LEGAL EFFECT OF NO ORAL MODIFICATION CLAUSE IN MALAYSIA: A QUEST FOR FREEDOM OF CONTRACT
Keywords:No oral modification, freedom of contract, contract law, Malaysia
A ‘No Oral Modification’ clause (‘NOM clause’) essentially prohibits any subsequent variation of the contract unless it is similarly made in writing. Although such clause serves as a boilerplate clause in most circumstances, it has however unexpectedly become the cause of litigation in many instances across Commonwealth jurisdictions, dealing with the predicament of what should happen where the parties have subsequently orally agreed to vary their original agreement despite the existence of a NOM clause. This conundrum depicts that the notion of freedom of contract is itself not entirely straightforward.
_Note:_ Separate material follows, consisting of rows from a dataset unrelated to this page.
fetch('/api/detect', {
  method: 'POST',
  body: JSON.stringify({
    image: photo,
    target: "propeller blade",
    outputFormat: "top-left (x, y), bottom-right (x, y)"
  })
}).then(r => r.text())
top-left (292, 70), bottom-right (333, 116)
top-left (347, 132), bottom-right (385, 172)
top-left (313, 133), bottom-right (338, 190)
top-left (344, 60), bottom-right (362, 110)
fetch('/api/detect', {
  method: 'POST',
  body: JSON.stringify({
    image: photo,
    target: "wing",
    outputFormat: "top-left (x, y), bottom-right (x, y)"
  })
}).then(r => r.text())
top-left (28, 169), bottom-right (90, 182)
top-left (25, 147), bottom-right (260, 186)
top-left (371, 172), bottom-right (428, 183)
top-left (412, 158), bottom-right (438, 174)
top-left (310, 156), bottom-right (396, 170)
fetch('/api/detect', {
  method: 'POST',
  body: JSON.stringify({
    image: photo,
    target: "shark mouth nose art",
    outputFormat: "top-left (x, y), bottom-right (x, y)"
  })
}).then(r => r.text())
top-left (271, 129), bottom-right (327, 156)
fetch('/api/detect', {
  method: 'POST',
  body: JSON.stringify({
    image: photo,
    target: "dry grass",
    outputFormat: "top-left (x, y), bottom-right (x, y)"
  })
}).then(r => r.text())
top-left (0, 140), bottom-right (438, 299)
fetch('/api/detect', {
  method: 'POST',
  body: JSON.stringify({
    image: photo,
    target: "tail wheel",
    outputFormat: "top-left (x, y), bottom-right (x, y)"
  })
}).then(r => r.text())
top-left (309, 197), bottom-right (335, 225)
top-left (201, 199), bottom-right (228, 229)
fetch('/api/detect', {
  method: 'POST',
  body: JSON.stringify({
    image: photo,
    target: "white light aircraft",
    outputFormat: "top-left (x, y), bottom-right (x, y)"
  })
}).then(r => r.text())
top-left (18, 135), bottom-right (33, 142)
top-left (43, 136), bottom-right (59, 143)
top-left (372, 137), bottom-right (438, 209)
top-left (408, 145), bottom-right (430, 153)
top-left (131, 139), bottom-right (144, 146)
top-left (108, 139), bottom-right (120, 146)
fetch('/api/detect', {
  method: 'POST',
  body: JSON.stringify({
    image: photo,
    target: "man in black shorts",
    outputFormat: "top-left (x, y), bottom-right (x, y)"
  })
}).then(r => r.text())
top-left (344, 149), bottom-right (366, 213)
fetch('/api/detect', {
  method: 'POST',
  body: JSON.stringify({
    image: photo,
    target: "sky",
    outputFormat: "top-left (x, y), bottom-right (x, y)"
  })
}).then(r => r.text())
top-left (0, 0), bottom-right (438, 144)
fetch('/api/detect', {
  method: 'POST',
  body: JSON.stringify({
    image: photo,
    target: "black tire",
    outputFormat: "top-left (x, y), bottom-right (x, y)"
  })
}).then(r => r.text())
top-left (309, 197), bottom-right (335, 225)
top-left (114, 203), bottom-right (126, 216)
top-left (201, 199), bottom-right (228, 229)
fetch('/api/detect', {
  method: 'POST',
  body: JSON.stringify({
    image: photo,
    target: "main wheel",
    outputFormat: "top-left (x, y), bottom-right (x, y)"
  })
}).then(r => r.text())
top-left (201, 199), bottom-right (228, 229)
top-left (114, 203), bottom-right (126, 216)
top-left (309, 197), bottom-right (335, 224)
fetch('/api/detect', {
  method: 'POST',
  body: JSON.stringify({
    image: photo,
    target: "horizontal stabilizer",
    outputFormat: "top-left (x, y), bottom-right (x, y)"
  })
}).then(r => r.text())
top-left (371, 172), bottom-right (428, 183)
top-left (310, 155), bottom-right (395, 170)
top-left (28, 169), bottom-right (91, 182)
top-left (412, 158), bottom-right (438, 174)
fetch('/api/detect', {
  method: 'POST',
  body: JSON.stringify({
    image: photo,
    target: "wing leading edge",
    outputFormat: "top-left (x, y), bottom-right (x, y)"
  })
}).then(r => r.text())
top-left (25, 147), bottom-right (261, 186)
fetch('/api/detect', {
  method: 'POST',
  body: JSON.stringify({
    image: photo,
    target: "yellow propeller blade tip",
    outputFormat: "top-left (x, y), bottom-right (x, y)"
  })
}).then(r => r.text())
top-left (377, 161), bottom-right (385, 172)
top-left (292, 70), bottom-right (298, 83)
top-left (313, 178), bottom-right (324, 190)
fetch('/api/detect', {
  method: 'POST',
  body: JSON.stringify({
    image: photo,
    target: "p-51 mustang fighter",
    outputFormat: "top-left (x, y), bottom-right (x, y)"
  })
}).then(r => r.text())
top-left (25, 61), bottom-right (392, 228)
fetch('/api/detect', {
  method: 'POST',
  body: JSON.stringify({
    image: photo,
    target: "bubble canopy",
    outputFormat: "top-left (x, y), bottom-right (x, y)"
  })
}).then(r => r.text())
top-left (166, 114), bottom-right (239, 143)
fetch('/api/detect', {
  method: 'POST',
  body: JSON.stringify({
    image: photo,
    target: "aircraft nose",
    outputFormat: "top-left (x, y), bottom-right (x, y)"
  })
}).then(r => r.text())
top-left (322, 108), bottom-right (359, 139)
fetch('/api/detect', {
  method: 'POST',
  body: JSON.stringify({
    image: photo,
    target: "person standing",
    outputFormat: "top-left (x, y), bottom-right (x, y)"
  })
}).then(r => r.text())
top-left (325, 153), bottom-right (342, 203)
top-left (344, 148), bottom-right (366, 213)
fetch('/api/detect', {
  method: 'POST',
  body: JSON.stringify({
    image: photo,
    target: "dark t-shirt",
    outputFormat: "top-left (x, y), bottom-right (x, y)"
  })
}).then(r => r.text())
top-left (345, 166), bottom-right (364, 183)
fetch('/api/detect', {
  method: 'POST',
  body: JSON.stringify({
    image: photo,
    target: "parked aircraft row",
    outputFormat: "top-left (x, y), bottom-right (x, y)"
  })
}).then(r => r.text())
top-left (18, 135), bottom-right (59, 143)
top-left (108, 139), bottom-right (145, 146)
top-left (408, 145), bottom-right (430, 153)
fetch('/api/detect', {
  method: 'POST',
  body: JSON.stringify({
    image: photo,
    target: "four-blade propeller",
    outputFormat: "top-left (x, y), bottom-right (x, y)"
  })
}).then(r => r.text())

To this end, three distinct schools of thought in interpreting the same have been recently developed by the apex court of the United Kingdom and Singapore in MWB Business Exchange Centres Ltd v Rock Advertising Ltd and Charles Lim Teng Siang and another v Hong Choon Hau and another respectively. This article seeks to examine the legal approach(es) taken by the Malaysian courts in construing the enforceability of the NOM clause in the light of Malaysian case law and legislative regime, as well as the distinctive positions adopted by its judicial counterparts. It is found that while there appears to be at least two decisions of the Malaysian High Court adopting slightly diverging approaches, the local judicial trend largely suggests that the parties may contract out of section 92 of the Malaysian Evidence Act 1950 (and the exceptions therein) and the legal effect of the NOM clause is to be upheld. It is also submitted that a NOM clause is useful for several sensible commercial reasons.